Building Resiliency Skills to Prepare Youth
Even though Camp Noah comes in during the long-term recovery phase, it has always focused on both preparedness and resiliency. “We teach children strategies and give them tools so they feel more in control when the next storm or disaster hits,” Kim explained. The skills kids gain over five days at Camp Noah – how to calm themselves, visualization exercises that help with relaxation, taking steps to move from being scared to feeling prepared – are applicable for trauma and stress that aren’t exclusively related to natural disasters. “When you look at what’s going on in our communities related to gun violence and what happened in Flint, Michigan, with the water crisis, we discovered that a lot of the skills we teach through our traditional program can be effective in other traumatic situations,” said Kim.
Strategic Pivot for Ensuring Sustainability
While the Camp Noah staff had already made some adaptations to its curriculum to make it applicable for a range of trauma-inducing events, Kim knew it was time for a full strategic planning process. “The episodic nature of disasters, and therefore of funding for disaster response, led us to realize that we needed to figure out how to do more year-round programming,” said Kim, who noted that most of the program’s current work takes place in the summer when they host their camps. She reached out to Propel Nonprofits in the summer of 2019 to start working on a plan that would allow Lutheran Social Service to sustain this important program year-to-year.
“Honestly, I thought there would be a magic bullet out there,” admitted Kim. “But, one of my a-ha moments working with Mario [Hernandez, Strategic Services Director at Propel] was realizing there was no one magic bullet, and that the answers really lie within us.” Another insight was differentiating the cost of programming and the price communities can pay, since the gap between the two is where additional funds are needed, and there are few options for longer-term funding contracts for this work.

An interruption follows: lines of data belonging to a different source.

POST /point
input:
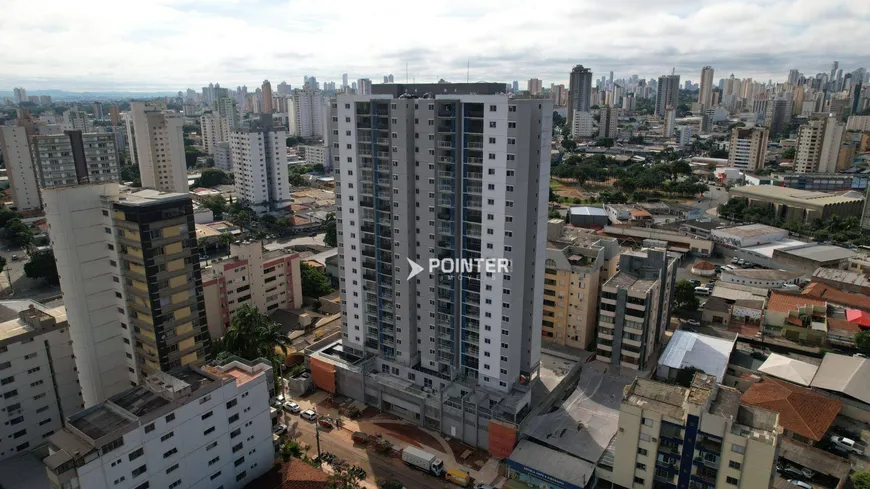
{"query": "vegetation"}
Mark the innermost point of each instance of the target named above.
(315, 282)
(42, 265)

Given a need to move beyond episodic programming and funding, the Camp Noah team focused on how to expand its disaster preparedness work by offering new, year-round products, and in turn building a stronger ambassador network to market its services. It will still maintain its core work in the recovery phase through its summer programming; however, Camp Noah’s new products reflect a shift from seeing camps as its principal value proposition to seeing its trauma healing curriculum as its primary, unique value offering that can also provide more year-round sustainability.
The next step was to figure out a financial strategy to help Camp Noah make the pivot from the summer camp-model to more consistent trauma-response programming. The Camp Noah team had a lot of ideas and wanted to start trying things out, while still keeping services affordable. They needed a strategy that balanced both. “I really appreciated that Mary Ann [Ehlshlager, Senior Financial Consultant at Propel] laid out our financial analysis in a very clear, planful manner that will ensure success,” said Kim. “I realized that, ‘This is exactly how LSS thinks.’”
In the end, Camp Noah is moving forward with a plan that has clear strategic goals that are backed with a financial roadmap. “I just feel so much better knowing we’re on the right track, Kim said. “Propel was able to assist us in finding ways to make our ideas a reality, and do it in a very sensible way, not only in terms of human resources but also in a way that makes financial sense.”